Yunus, 70, breached retirement norms in Bangladesh by continuing to head Grameen Bank, K.M. Abdul Wadood, general manager at the banking regulation and policy department at Bangladesh’s central bank, said on March 1. The age limit for such positions is 60, he said.
“We have written to Grameen Bank that Muhammad Yunus can no longer continue to be the managing director,” Bangladesh Bank’s Wadood said by telephone yesterday. “Grameen Bank is bound to follow our instructions.”
In December, a documentary shown on Norwegian national television alleged that aid money to Grameen Bank had been diverted. Prime Minister Sheikh Hasina Wajed called for the allegations to be investigated.
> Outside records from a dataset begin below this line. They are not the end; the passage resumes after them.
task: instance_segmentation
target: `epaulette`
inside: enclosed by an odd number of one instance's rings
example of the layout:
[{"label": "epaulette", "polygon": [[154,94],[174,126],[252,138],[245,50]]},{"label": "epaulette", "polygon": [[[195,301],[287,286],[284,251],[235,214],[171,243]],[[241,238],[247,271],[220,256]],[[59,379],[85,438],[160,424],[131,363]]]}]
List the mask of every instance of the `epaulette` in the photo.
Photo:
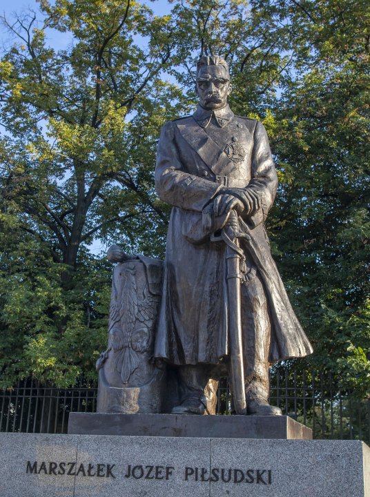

Yunus said he would welcome any probe, India’s Telegraph newspaper reported Dec. 6. Norway’s Minister of Environment and International Development Erik Solheim said in a statement the same month that there was “no indication” the funds were misused.
The Bangladesh government owned 5 percent of Grameen Bank as of January, with the rest held by borrowers, according to the lender’s website. Grameen’s services are available in 95 percent of the country’s villages, and it has 8.35 million borrowers, most of whom are women.
“Moving Dr. Yunus out would affect Grameen Bank in the longer term,” Sa-Dhan’s Titus said. “Not every banker has that vision.”